Petersburg residents and boat owners last week examined the latest plans for a boat yard and haul out facility at Scow Bay, two miles south of downtown. Officials are hoping to design a project that could be built if federal or state grant money becomes available.
Dick Somerville is an engineer with PND engineers, a consulting and design firm contracted by the Petersburg Economic Development Council. He explained the purpose of the project is to develop a functional small vessel haul out and work yard at Scow Bay and explained some of the components of that facility.
“One, to develop a versatile concrete ramp at 8 percent gradient,” he explained. “We’ll talk a little bit more about why that gradient is there. A durable boarding float, a guide float alongside the ramp, because of the wave and wind activities be good to bring vessels up alongside and have something stable to ride up against. We will talk about the wind and wave protection. The wash down pad and wash water treatment facilities, that’s part of the objectives. Expanded boat yard work area. We need to have storm water runoff and discharge treatment systems in the yard.”
PND has come up with three conceptual designs for the area. The third and latest is the preferred alternative. It includes a new haul out ramp and breakwater on the south side of the property along with an expanded work yard with a heated concrete wash down pad. The price tag is estimated at just under 7.2 million dollars.
There are two earlier conceptual designs, one with a new concrete ramp where the existing ramp is. A second plan also proposed a new ramp and expanded breakwater on the south side of the property and space for new harbor floats. The consultants came up with the concepts with public input from two other meetings and the help of a PEDC steering committee.
As part of their investigation, PND dug eight test pits for sand and mud conditions on the site. Somerville said that digging uncovered a mix of sand and glacial silt.
“Pretty good material and it’s definitely suitable for anything that’s being contemplated here for this project and it would make good fill in the uplands,” he said.
The consultant also identified some possible funding sources. Money could come from grants from various federal or state agencies, local funding or a combination of public and private money to pay for construction.
The next steps would be final design and permitting, securing money for construction and figuring out who would run the boat yard.
The economic development council has been discussing and studying the potential for the Scow Bay site for the better part of the last decade.
Fire and EMS director Sandy Dixson asked about planning and budgeting for relocating the fire hall and training facility which are located on the same site.

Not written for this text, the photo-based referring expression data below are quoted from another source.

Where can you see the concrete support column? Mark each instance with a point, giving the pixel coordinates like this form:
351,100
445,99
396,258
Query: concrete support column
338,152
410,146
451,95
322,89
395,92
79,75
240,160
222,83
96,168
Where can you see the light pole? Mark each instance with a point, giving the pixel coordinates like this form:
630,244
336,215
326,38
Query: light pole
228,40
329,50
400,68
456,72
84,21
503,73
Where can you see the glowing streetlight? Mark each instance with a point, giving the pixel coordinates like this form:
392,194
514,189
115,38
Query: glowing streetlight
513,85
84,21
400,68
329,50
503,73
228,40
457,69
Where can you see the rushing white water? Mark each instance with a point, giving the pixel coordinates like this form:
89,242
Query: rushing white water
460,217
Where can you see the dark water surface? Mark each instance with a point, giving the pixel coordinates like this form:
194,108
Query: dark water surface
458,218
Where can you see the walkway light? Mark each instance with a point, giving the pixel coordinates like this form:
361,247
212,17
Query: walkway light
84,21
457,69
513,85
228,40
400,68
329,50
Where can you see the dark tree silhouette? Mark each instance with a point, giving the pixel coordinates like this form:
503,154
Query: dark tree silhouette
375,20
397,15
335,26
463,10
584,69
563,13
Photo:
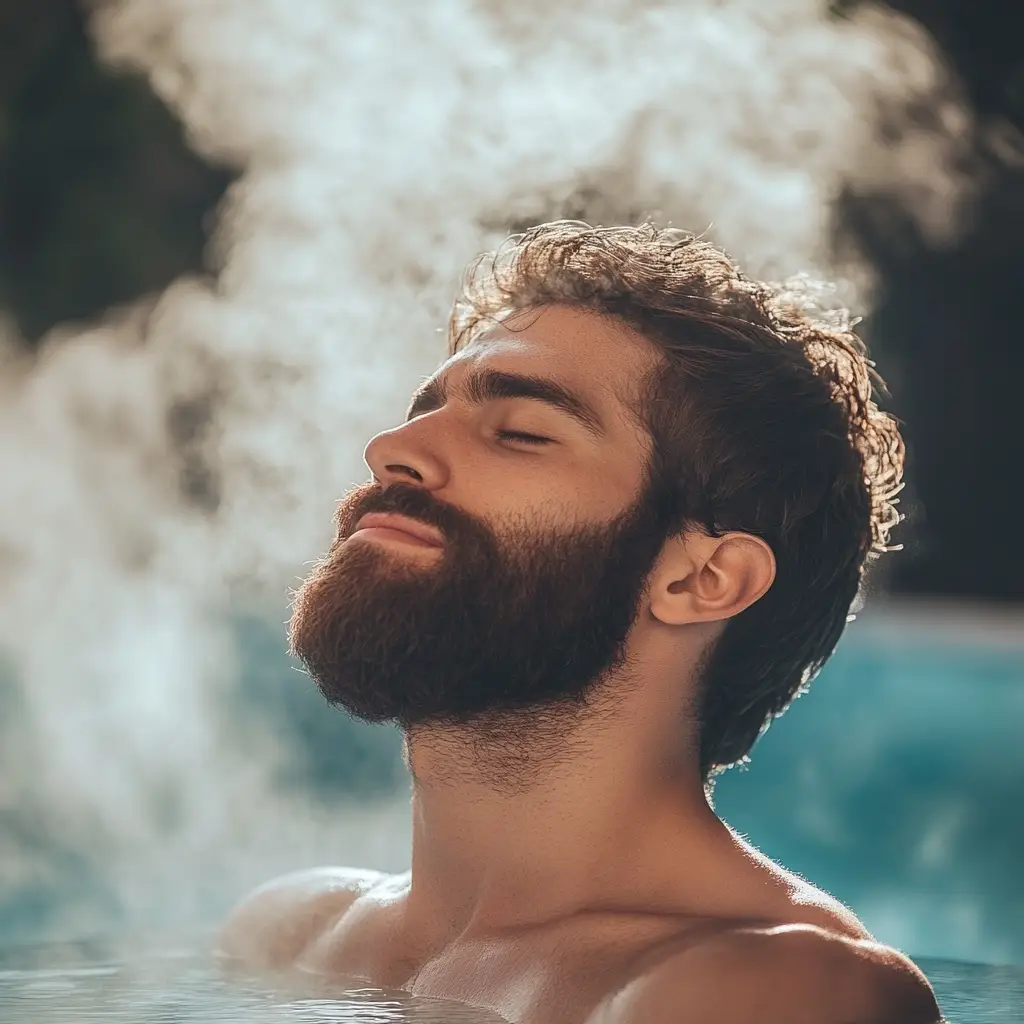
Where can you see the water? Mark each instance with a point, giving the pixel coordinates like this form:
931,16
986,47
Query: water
84,984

Assembly member Kurt Wohlhueter thought that was a topic for a later date. “We’re a long way from the fire hall ever going anywhere,” Wohlhueter said. “I mean I think we’re just wasting time here so we gotta keep moving.”
The conceptual plans do not relocate that training facility but would allow that use to continue on the site.
John Murgas owns a boat hauling and storage business at Scow Bay and wanted to keep the cost of business down. “I’m just concerned about losing the low cost abilities that we have right now with the difficult financial situation that many vessel owners are in,” Murgas said.
Murgas uses the existing ramp at the turnaround to haul vessels. That ramp would remain in place under the plans. Murgas said wind often made hauling boats on the existing ramp difficult. He lobbied for a new ramp closer to the existing breakwater. “This would really serve well for the next ten years until you move forward with the overall plan. Every rock every stone that went in there would not be wasted it would be utilized. What else could I say…it would drastically improve the safety of my operation.”
With Murgas’ input the discussion also centered around a cheaper option, a basic gravel ramp on that south side. PND estimates a gravel haul out ramp could be built by the borough for around 56,000 dollars including design and permits. It could be less if a private business paid to do that work. That would accommodate hauling smaller boats only. The larger and more expensive facility with a concrete ramp and pad would be built to handle vessels up to 100 tons.
Audience members thought the potential market for an expanded boat yard was for vessels larger than 40 feet.
Harbormaster Glo Wollen explained some of the reasons for pursuing a boat yard. “At this point the harbor board is trying to address the requests of the fleet and what we’re seeing the future to keep a fleet here,” she said.
Wollen explained that she expected boat owners would not be able to wash and paint boats on the tidal grids in the harbor due to environmental constraints. She also acknowledged that grant money might not be available for a larger project at the moment but wanted to be ready when Petersburg could secure funding. “This is actually perfect timing,” Wollen said. “This is the kinda stuff you wanna be doing when they’re not handing money out. You wanna be talking about designing, so that things are shelf ready so when the tide does turn we have got some projects shelf ready to go. I mean I’m optimistic about it and so far we’ve done really well here in Petersburg.”
The PEDC board planned to review the conceptual design this summer and propose the next steps. Those could include a ballot measure on spending money from the economic development fund for the project.